Problem 1: Multiples of 3 and 5

Problem:

Please find the problem here.

Solution:

Hey, don't complicate it. You don't need any mathematics for this simple problem. Just brute force will get you answer in less than a second.

namespace Euler
{
    using System;

    internal static partial class Program
    {
        public static void Problem001()
        {
            int sum = 0;
            for (int i = 1; i < 1000; i++)
            {
                if (i % 3 == 0 || i % 5 == 0)
                {
                    sum += i;
                }
            }
            Console.WriteLine(sum);
        }
    }
}

Of course, there are better method. But in my humble opinion, it is not worth the effort, but it is a good learning exercise anyway. In order to compute the sum of the number that is either a multiple of 3 or multiple of 5, we could use the inclusion-exclusion principle simplified as follow:

The sum of the numbers in A union B is the sum of numbers in A + the sum of numbers in B - the sum of numbers in A intersect B.

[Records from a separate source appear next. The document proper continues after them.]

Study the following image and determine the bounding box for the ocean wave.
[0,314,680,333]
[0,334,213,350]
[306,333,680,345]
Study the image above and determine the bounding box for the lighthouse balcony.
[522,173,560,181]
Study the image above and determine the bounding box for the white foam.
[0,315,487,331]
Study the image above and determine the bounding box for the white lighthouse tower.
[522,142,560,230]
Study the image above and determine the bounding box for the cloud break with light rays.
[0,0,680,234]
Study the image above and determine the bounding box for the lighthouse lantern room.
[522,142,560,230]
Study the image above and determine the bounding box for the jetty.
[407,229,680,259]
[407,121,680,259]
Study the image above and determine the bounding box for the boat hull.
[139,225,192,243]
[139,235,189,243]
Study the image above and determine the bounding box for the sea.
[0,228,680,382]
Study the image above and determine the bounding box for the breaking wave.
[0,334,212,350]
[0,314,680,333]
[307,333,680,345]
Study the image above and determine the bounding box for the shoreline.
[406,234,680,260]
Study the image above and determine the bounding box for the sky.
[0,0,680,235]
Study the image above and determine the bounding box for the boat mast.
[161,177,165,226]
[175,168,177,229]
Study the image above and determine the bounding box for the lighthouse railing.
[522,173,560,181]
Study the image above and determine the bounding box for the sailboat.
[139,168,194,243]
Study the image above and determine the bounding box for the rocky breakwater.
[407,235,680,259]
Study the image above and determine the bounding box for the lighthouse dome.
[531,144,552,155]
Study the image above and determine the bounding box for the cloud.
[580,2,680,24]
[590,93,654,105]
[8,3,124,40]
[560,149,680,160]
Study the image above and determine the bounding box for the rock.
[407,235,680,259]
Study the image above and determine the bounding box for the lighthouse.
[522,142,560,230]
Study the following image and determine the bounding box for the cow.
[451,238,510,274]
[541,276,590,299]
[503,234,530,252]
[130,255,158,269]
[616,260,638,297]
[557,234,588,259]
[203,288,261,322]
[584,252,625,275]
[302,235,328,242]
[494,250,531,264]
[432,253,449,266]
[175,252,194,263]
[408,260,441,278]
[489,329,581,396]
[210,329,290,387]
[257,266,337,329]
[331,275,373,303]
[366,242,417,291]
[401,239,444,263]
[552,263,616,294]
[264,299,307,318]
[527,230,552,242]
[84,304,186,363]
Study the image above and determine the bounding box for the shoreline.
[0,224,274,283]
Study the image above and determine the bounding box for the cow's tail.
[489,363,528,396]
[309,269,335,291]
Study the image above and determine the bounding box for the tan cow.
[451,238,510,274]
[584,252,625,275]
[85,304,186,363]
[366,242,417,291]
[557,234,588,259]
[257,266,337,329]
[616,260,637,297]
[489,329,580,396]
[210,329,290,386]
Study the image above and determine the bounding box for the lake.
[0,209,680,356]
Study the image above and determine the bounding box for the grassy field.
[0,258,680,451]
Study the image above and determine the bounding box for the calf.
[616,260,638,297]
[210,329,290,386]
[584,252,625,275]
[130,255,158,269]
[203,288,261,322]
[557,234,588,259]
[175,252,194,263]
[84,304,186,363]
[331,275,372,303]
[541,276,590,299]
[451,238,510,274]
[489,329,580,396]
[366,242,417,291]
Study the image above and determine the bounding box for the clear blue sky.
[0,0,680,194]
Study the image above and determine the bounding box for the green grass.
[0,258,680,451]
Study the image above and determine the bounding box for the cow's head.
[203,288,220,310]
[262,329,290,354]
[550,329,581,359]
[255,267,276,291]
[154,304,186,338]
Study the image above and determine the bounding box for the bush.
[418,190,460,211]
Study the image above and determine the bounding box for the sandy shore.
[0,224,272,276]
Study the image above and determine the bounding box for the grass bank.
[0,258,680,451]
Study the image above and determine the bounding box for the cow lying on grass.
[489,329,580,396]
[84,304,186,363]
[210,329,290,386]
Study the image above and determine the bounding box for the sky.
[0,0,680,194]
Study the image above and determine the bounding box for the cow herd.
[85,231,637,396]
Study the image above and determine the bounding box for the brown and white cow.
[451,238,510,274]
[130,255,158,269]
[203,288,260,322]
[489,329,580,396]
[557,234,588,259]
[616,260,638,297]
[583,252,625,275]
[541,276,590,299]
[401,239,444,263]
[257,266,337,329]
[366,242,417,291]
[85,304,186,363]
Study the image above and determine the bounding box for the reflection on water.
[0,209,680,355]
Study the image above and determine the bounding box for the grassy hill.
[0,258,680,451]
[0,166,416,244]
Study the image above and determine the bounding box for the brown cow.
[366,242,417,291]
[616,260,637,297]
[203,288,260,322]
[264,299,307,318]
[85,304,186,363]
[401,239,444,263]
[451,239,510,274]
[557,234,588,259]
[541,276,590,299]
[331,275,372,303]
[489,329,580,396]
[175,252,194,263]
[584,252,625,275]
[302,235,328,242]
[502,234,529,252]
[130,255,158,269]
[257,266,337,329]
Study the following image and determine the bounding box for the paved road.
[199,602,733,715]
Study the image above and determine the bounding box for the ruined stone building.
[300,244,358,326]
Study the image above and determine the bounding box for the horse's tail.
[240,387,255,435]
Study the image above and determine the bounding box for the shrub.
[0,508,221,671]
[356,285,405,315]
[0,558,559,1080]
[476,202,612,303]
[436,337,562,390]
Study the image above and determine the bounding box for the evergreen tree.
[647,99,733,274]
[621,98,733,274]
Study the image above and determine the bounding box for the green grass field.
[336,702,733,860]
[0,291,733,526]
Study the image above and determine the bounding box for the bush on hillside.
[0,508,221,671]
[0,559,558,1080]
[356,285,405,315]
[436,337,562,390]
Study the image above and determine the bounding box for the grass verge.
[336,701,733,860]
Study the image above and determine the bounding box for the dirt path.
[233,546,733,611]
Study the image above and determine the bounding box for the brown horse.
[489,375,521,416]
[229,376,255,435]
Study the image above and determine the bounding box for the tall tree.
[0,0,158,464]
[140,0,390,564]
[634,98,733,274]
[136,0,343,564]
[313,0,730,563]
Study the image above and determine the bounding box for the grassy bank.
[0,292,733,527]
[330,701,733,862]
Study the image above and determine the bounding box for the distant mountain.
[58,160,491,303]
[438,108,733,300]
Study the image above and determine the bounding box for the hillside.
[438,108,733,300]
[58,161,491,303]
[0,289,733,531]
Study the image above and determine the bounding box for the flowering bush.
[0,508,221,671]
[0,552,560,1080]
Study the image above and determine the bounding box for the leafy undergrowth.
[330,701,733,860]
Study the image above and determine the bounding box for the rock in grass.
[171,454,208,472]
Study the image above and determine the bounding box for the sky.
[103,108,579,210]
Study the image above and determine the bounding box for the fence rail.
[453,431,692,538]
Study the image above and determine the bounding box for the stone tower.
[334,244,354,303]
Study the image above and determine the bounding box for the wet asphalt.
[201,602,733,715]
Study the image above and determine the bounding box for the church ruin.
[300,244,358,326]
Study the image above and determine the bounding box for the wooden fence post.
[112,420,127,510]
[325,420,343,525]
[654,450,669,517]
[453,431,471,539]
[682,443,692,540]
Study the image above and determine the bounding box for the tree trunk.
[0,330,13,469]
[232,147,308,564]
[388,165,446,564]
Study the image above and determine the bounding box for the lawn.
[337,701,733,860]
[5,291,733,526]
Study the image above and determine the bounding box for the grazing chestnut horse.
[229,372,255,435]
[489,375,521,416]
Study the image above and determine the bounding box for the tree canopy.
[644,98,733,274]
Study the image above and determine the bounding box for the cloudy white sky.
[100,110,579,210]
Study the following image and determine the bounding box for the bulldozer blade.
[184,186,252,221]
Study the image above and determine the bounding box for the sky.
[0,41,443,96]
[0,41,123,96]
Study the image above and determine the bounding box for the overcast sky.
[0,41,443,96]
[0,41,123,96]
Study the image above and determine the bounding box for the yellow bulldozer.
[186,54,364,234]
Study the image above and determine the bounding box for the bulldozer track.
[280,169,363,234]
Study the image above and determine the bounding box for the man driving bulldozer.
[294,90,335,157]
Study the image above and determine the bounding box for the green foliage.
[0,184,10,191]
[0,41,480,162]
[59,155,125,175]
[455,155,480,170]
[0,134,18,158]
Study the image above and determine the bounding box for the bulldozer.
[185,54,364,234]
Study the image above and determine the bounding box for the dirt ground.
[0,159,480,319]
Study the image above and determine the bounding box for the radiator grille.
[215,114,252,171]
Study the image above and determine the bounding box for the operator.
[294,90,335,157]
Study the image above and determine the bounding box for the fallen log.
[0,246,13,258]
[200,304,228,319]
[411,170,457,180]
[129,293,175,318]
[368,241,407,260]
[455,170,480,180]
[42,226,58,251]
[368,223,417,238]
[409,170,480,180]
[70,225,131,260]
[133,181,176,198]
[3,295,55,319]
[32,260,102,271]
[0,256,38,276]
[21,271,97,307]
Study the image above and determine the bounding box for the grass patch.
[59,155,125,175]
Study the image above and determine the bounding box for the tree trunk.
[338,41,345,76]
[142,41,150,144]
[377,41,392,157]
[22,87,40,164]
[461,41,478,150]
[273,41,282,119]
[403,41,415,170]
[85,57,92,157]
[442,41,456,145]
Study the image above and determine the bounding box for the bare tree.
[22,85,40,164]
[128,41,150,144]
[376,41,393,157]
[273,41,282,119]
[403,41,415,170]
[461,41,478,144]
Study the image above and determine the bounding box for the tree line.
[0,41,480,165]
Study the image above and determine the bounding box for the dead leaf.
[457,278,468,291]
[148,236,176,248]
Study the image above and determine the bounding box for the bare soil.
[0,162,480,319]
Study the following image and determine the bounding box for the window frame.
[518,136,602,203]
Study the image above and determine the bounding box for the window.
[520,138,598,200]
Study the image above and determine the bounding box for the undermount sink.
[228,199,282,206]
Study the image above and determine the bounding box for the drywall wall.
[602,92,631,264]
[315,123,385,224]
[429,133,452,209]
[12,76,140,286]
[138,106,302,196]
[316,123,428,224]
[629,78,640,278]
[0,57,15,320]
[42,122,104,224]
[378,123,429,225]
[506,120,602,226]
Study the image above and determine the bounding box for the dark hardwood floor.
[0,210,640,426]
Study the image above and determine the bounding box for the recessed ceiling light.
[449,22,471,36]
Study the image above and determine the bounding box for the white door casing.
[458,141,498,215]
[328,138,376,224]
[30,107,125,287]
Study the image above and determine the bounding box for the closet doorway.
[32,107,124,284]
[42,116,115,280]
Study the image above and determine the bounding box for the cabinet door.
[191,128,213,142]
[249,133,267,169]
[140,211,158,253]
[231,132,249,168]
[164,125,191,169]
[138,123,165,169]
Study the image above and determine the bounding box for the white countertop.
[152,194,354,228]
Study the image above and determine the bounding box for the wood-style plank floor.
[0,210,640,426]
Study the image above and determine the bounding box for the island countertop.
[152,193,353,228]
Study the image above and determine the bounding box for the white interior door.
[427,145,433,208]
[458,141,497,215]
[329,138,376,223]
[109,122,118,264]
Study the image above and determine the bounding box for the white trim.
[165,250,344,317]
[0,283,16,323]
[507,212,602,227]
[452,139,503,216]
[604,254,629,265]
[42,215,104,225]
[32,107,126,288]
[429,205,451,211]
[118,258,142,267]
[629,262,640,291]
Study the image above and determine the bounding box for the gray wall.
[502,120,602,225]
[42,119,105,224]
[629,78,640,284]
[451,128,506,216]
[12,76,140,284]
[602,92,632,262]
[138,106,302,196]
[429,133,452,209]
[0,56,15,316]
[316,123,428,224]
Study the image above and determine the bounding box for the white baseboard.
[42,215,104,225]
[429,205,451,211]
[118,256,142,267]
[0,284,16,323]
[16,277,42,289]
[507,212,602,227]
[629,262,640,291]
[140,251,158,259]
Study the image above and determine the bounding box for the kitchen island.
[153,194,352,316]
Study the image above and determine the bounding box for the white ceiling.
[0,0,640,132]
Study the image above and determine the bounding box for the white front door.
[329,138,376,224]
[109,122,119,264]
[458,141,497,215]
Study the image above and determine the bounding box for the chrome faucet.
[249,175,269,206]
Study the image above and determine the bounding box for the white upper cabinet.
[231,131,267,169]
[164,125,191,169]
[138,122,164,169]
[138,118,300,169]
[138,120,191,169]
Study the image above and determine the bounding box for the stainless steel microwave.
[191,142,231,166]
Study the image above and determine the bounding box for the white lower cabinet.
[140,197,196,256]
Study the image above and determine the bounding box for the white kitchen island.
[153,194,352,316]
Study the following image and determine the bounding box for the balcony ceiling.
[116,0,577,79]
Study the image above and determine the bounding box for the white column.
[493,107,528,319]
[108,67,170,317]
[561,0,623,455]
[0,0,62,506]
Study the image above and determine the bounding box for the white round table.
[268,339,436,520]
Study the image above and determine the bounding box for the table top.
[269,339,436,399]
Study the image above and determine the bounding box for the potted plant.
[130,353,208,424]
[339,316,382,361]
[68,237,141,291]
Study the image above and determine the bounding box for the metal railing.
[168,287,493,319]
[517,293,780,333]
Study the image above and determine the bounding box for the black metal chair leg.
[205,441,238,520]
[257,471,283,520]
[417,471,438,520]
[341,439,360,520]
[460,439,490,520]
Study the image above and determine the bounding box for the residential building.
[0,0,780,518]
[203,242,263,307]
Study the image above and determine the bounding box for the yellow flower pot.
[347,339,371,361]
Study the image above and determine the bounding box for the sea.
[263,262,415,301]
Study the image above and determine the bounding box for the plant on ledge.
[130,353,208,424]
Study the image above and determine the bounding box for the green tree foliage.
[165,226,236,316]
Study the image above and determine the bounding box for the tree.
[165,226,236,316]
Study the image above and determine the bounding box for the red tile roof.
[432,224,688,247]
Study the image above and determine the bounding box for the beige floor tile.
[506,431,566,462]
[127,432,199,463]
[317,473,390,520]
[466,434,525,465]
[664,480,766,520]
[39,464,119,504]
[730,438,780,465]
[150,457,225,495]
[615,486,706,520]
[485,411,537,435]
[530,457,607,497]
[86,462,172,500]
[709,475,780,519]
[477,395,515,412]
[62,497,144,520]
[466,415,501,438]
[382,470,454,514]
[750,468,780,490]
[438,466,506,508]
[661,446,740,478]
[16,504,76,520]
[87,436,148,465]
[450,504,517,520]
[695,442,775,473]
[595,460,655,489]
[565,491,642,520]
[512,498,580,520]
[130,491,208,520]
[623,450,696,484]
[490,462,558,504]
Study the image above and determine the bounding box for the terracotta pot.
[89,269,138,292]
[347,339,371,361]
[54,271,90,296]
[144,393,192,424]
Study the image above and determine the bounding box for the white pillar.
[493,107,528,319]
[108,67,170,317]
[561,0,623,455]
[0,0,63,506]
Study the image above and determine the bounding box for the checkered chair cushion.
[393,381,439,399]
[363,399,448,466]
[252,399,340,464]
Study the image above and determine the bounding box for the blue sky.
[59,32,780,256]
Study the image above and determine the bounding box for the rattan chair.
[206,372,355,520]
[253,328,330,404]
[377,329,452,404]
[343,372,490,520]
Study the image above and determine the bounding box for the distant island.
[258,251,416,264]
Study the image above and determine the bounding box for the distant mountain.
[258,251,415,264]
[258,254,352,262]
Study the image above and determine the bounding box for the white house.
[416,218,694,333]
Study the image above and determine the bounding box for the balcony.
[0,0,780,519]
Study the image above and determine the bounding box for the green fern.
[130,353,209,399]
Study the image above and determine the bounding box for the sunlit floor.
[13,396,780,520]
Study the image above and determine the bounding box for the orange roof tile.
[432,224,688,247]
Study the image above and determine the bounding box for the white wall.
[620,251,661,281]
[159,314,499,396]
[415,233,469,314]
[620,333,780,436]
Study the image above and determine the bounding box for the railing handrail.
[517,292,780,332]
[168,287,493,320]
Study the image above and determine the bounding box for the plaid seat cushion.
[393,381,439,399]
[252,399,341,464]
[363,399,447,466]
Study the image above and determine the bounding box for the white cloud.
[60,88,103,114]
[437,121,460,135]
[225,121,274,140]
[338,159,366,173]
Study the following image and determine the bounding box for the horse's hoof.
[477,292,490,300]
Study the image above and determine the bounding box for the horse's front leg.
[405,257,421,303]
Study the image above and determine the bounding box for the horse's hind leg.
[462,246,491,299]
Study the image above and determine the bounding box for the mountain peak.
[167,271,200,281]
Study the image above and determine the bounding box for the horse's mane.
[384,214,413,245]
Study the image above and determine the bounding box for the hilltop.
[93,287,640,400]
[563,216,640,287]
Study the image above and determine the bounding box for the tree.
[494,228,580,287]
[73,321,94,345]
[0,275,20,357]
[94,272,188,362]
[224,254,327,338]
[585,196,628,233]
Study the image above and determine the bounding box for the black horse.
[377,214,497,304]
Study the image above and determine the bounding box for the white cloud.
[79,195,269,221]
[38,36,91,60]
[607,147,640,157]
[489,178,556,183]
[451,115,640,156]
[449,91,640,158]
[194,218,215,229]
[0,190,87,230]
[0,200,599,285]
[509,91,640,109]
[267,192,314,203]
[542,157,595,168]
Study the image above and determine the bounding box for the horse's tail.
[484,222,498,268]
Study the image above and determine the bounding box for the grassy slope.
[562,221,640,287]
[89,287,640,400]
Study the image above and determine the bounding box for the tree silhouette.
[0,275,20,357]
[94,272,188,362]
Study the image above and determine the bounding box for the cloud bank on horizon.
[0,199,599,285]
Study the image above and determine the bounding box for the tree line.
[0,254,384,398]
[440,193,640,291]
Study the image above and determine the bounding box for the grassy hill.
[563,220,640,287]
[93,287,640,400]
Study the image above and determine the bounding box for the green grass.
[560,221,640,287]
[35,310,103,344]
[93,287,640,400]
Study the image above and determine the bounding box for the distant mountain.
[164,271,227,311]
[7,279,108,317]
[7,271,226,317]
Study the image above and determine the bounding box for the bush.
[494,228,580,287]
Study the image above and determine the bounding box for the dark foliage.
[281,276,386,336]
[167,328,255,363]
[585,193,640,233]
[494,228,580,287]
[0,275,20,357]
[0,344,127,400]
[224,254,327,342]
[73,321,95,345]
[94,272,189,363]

Applying the rule to our case, we have:
The sum of multiples of 3 less than 1000 is $ \sum\limits_{i=1}^{\lfloor \frac{1000}{3} \rfloor}3i = 166833 $.
The sum of multiples of 5 less than 1000 is $ \sum\limits_{i=1}^{\lfloor \frac{1000}{5} \rfloor}5i = 99500 $.

The sum of multiples of 15 less than 1000 is $ \sum\limits_{i=1}^{\lfloor \frac{1000}{15} \rfloor}15i = 33165 $

The final answer is 166833 + 99500 - 33165 = 233168.

Answer: 233168